La organización sindical alcanzó nuevos beneficios salariales con la empresa Cerro Negro que incorpora un adicional del 4% por presentismo para el personal de yacimiento durante 2026, preserva el Premio ASIJEMIN equivalente al 3% de la remuneración anual y establece un régimen de asistencia con criterios objetivos y resguardo de las licencias previstas en el Convenio Colectivo de Trabajo N.º 789/21.

La negociación colectiva continúa consolidándose como uno de los principales instrumentos para mejorar las condiciones laborales en la minería argentina, un sector estratégico por su aporte a las exportaciones, la generación de empleo calificado y las inversiones productivas.

En ese marco, la Asociación Sindical del Personal Jerárquico, Profesional y Técnico de la Actividad Minera Argentina (ASIJEMIN), a través de su Delegación Regional Sur, alcanzó un acuerdo con la empresa Cerro Negro que incorpora nuevos beneficios económicos, reafirma derechos convencionales y fortalece el Convenio Colectivo de Trabajo N.º 789/21.

El reajuste mantiene la vigencia del Premio ASIJEMIN, contemplado en el artículo 29 del convenio, equivalente al 3% de la remuneración anual, un reconocimiento que forma parte de la estructura de beneficios conquistados por la organización gremial para el personal jerárquico, profesional y técnico de la actividad.

Como uno de los aspectos centrales de la negociación, las partes acordaron incorporar durante 2026 un adicional del 4% por presentismo destinado a los trabajadores que desarrollan tareas en yacimiento.
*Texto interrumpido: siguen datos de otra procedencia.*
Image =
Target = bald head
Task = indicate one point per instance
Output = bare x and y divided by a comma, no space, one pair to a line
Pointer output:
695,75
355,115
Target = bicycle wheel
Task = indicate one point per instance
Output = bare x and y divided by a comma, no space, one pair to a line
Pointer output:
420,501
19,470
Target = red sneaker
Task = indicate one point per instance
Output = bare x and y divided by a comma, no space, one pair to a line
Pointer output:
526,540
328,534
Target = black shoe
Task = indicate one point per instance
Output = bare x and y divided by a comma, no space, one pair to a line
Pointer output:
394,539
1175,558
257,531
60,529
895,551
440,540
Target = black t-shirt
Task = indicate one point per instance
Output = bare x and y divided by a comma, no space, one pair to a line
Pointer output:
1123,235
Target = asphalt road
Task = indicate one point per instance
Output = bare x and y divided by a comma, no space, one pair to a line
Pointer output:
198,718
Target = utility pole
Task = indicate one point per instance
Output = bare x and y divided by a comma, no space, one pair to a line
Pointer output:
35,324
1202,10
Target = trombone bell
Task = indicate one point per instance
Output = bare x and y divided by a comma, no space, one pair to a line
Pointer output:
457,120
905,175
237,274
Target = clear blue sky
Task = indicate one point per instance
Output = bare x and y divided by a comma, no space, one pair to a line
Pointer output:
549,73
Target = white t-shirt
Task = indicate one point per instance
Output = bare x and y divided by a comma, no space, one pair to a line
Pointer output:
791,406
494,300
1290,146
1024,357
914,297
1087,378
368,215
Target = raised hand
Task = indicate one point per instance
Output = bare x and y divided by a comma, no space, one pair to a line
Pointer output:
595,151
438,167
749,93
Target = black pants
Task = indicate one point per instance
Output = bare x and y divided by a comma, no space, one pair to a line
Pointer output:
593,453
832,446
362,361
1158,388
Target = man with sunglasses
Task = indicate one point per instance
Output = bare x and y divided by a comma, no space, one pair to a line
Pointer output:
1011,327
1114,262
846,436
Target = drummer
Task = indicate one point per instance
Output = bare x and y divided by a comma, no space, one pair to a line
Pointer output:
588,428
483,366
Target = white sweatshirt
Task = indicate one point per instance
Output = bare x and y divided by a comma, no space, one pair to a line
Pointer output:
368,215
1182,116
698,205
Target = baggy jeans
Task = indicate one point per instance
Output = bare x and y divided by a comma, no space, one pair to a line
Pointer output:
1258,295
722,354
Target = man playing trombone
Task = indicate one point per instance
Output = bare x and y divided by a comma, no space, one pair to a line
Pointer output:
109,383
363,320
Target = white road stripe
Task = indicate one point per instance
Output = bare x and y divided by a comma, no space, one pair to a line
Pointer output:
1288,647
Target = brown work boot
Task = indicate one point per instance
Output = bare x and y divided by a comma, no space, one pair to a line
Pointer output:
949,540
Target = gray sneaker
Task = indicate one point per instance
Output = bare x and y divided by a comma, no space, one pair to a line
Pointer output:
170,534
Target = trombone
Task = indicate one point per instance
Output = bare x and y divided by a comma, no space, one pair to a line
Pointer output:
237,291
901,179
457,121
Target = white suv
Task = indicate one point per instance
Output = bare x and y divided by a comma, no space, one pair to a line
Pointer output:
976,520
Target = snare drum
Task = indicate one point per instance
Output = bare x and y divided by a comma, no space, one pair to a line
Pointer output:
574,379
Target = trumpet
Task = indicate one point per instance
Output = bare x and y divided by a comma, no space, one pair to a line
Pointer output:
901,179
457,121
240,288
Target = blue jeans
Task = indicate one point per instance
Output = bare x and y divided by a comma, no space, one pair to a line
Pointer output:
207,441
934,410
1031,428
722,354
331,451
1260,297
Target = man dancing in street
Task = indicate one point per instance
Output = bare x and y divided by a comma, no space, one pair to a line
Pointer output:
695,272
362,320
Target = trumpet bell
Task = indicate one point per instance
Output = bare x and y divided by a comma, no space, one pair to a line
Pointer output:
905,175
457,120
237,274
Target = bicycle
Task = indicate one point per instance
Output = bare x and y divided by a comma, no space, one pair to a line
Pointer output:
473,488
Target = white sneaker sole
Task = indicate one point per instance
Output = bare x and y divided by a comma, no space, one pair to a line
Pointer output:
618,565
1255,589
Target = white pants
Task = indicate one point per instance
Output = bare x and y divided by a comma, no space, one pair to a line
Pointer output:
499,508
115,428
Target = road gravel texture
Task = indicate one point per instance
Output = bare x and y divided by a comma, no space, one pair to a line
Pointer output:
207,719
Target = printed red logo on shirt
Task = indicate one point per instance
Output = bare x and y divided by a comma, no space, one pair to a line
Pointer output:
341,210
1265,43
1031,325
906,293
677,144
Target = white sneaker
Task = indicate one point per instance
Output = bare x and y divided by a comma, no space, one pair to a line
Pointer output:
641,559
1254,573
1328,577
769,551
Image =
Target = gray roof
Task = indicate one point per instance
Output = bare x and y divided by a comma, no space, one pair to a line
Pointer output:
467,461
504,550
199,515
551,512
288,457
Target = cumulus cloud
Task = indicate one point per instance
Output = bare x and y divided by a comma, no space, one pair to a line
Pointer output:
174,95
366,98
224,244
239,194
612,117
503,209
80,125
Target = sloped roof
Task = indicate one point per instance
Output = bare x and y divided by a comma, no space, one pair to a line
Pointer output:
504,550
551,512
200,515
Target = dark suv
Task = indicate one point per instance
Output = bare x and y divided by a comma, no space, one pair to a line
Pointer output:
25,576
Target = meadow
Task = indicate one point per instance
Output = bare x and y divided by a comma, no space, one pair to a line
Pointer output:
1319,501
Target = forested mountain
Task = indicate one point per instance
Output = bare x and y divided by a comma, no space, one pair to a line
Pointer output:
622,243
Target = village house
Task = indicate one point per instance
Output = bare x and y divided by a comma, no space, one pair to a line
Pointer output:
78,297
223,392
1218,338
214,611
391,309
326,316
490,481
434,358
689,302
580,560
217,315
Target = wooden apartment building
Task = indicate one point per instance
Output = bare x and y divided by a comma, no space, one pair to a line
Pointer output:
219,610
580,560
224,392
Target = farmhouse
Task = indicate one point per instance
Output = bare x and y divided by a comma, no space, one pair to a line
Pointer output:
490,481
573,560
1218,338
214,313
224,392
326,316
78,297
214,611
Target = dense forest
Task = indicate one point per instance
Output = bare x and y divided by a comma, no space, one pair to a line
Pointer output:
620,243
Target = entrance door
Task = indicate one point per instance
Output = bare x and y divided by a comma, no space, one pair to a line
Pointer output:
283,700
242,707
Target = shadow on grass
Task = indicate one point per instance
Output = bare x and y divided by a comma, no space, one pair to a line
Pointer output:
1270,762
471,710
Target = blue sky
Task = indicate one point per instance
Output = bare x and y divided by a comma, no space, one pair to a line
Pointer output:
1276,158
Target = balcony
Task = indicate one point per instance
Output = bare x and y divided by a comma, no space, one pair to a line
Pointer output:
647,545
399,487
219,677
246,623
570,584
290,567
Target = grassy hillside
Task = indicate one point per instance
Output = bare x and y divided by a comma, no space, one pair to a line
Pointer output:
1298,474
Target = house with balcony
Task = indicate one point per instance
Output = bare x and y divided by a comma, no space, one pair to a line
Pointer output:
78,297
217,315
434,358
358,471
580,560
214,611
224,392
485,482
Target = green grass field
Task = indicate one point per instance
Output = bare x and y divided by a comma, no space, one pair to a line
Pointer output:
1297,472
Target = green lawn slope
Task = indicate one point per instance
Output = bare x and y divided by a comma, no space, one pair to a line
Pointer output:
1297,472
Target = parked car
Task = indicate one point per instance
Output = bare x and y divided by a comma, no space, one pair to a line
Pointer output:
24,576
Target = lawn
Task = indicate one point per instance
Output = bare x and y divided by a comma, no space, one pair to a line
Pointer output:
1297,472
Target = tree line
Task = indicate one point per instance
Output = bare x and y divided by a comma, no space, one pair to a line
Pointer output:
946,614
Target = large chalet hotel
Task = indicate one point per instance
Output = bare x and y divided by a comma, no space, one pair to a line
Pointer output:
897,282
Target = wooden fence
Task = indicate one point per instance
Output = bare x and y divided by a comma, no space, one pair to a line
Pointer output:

El nuevo incentivo busca reconocer la continuidad laboral, la responsabilidad operativa y el compromiso que demanda una actividad caracterizada por elevados estándares de seguridad, productividad y especialización técnica.

El entendimiento también define un régimen anual de asistencia que fija criterios transparentes para la percepción de ambos beneficios. Los trabajadores con asistencia perfecta accederán al 100% del premio; quienes acumulen entre 1 y 9 días de ausencia percibirán el 80%; entre 10 y 20 días, el beneficio será del 50%; mientras que las inasistencias superiores a 21 días impedirán su percepción.

Uno de los puntos de mayor relevancia institucional es que la nueva regulación excluye del cómputo las ausencias justificadas por accidente de trabajo, maternidad, nacimiento, matrimonio, fallecimiento de familiares, citaciones judiciales, exámenes y reposo en sitio, preservando plenamente las licencias y garantías reconocidas por el Convenio Colectivo de Trabajo y evitando que el ejercicio de esos derechos afecte el acceso a los adicionales pactados.

Desde ASIJEMIN destacaron que el resultado refleja el valor de la negociación colectiva como herramienta para ampliar derechos y consolidar mecanismos de reconocimiento económico vinculados al desempeño laboral, en un contexto donde la discusión salarial y las condiciones de trabajo ocupan un lugar central dentro de la agenda sindical del sector minero.

El proceso fue impulsado por el cuerpo de delegados de base de Cerro Negro, integrado por César Barrera, Anselmo Valdivieso, Diego Barrientos, Daniel Machuca, Damián Bustamante, Víctor Sarmiento, Braian Torres y Leonel Quintana, junto al director regional Sur, Oscar Romillo, con el acompañamiento de la Comisión Directiva Nacional encabezada por el secretario general Marcelo Mena Muñoz.

La firma de esta concertación social reafirma una estrategia gremial orientada a fortalecer la negociación paritaria como mecanismo permanente de construcción de derechos, incorporando mejoras económicas concretas sin alterar las garantías convencionales ya vigentes y consolidando un modelo de relaciones laborales basado en el diálogo social dentro de una de las actividades productivas de mayor dinamismo del país.